The lens of the eye is a dynamic element, capable of changing the effective focal length of the eye through accommodation. In performing wavefront measurements, it is important to take this accommodative ability into account. Normally, the wavefront is measured with the lens as relaxed as possible, so that the eye is minimally refracting (most hyperopic). Relaxing the lens is typically achieved by adjusting the focus mechanism in the fixation pathway so that the fixation target appears to lie just beyond the patient's most hyperopic focal point. The fixation target in this instance will appear slightly out of focus to the patient. This process is known as “fogging”.
Prior to the present invention, wavefront sensors were typically only used to measure the refractive error of an eye when the eye was in its most relaxed or hyperopic state. The inventors have discovered that a wavefront sensor can be used to measure the range of accommodation of an eye, and to measure optical aberrations over the accommodative range. This capability may have diagnostic utility in characterizing age-related changes in performance of the crystalline lens and in interpreting certain visual symptoms. This capability may also allow for customization of the ablation pattern of the refractive laser to optimize the patient's vision at any accommodative state (i.e., at any desired focal point in front of the eye).
Accordingly, a need continues to exist for a method of determining the accommodative range of an eye.

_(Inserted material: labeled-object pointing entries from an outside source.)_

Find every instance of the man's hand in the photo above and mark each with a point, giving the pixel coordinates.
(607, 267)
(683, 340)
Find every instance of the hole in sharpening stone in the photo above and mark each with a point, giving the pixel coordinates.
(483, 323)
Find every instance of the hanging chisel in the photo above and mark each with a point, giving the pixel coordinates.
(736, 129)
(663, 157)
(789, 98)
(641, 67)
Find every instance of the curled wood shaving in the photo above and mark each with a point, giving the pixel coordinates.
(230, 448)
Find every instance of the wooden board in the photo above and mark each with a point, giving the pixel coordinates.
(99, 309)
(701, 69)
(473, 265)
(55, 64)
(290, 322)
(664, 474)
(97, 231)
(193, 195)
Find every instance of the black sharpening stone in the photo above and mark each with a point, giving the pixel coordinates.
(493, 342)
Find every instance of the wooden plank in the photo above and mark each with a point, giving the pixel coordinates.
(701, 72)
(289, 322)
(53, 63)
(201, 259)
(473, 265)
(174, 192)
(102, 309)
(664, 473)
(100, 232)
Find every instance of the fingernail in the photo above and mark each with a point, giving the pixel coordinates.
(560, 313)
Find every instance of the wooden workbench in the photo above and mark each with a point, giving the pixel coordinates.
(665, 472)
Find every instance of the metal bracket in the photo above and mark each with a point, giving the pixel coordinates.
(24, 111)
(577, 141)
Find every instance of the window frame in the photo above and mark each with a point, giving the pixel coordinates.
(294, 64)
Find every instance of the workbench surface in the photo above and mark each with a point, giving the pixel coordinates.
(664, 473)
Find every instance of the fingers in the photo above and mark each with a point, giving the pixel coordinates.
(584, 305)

BRIEF SUMMARY OF THE INVENTION
The present invention improves upon the prior art by providing an automated objective method for determining the accommodative range and aberration profile of an eye using a wavefront sensor that iteratively determines the change in accommodation of the lens of an eye.
Accordingly, one objective of the present invention is to provide an automated objective accommodative measurement method.
Another objective of the present invention is to provide an automated aberration profile measurement method.
Another objective of the present invention is to provide an accommodation measurement method for a wavefront sensor that does not require subjective determination of accommodation.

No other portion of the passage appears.